To those of you who’ve contributed to my list of freelance model-makers .. many thanks for your exceptional patience! It’s taken me an eternity to put together what I have been given so far .. not because it’s that much, but because of so many other commitments. I’ve now put it up under Model-makers in the main menu. It’s a small beginning .. and I hope that a range of other makers will offer their details in time .. but there is already some fine work to see there!

It’s not my intention to compete with other valuable resources, such as 4D modelshop’s list of freelancers http://modelshop.co.uk/Static/Freelancers This is well-known, long- established and effective .. I usually get a few calls a month on the basis of this .. but here I just wanted to give beginners or devotees a chance alongside more experienced makers.

I’ve chosen to list everyone very simply .. giving their location, telephone and email contact, and their portfolio website for more of their work. I’ve selected just one representative image per person, in agreement with them.

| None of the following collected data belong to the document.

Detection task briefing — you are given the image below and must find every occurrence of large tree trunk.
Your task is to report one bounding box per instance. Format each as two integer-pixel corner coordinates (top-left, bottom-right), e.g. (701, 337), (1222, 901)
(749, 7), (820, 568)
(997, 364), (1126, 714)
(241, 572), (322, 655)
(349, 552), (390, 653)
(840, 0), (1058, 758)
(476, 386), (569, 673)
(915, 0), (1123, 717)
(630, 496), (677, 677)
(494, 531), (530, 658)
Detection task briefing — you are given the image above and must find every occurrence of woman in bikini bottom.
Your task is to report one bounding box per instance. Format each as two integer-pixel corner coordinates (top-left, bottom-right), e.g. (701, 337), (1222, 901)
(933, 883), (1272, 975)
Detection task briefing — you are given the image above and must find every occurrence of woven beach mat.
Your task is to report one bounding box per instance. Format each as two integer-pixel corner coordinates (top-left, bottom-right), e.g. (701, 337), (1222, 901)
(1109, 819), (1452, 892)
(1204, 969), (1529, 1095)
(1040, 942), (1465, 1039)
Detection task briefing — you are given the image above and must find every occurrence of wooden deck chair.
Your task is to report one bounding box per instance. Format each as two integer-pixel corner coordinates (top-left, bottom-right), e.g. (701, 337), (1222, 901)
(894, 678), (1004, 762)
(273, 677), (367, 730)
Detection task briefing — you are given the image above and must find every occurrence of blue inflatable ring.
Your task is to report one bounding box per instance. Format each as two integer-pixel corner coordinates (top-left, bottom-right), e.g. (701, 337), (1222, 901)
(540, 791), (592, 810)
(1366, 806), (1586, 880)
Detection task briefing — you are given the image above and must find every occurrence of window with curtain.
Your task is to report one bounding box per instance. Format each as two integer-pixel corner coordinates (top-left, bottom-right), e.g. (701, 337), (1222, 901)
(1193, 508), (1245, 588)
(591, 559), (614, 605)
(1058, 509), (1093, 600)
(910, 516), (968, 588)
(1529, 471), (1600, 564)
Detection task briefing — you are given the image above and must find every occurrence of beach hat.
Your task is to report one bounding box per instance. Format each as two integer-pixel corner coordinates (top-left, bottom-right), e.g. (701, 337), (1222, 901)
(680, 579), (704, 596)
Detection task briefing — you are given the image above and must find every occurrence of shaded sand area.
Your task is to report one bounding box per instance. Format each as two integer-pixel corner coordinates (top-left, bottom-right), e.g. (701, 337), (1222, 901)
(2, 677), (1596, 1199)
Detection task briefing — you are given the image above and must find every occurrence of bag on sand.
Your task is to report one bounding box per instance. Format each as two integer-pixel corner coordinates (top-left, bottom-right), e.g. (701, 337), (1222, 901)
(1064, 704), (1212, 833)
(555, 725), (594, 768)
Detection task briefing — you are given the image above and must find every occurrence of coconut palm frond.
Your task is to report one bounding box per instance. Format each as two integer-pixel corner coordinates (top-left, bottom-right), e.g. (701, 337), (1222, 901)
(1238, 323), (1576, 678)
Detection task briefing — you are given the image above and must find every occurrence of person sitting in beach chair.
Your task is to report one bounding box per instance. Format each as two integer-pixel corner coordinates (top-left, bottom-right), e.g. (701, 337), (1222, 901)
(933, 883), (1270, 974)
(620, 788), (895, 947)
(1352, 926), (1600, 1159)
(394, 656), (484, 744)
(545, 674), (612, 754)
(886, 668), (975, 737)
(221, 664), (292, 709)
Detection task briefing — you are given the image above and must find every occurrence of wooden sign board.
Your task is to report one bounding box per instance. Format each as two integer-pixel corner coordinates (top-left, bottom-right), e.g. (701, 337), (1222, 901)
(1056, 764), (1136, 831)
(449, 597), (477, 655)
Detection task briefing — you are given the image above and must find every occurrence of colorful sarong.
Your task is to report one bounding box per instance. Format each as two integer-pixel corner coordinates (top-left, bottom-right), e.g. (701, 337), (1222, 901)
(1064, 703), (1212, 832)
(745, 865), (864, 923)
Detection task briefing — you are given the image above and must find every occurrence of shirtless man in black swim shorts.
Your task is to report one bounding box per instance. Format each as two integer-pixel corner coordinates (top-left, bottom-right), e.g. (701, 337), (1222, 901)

Here are a few examples, such as Zepur Agopyan’s 1:6 scale violin and case ..

Zepur Agopyan

.. or Machiko Weston’s 1:50 scale house for The Rocky Horror Show tour designed by David Farley

Machiko Weston

.. or the Lamb Burger from Jessica Dance, photographed by David Sykes.

Jessica Dance

If you’d like to be included in this list, you’re welcome to send me your details so that I can look at your work. My main purpose in putting this list together was so that I could refer clients to a range of makers who may be able to help them .. I get many offers of work which I am unable to manage .. and I have already been able to forward a number of opportunities.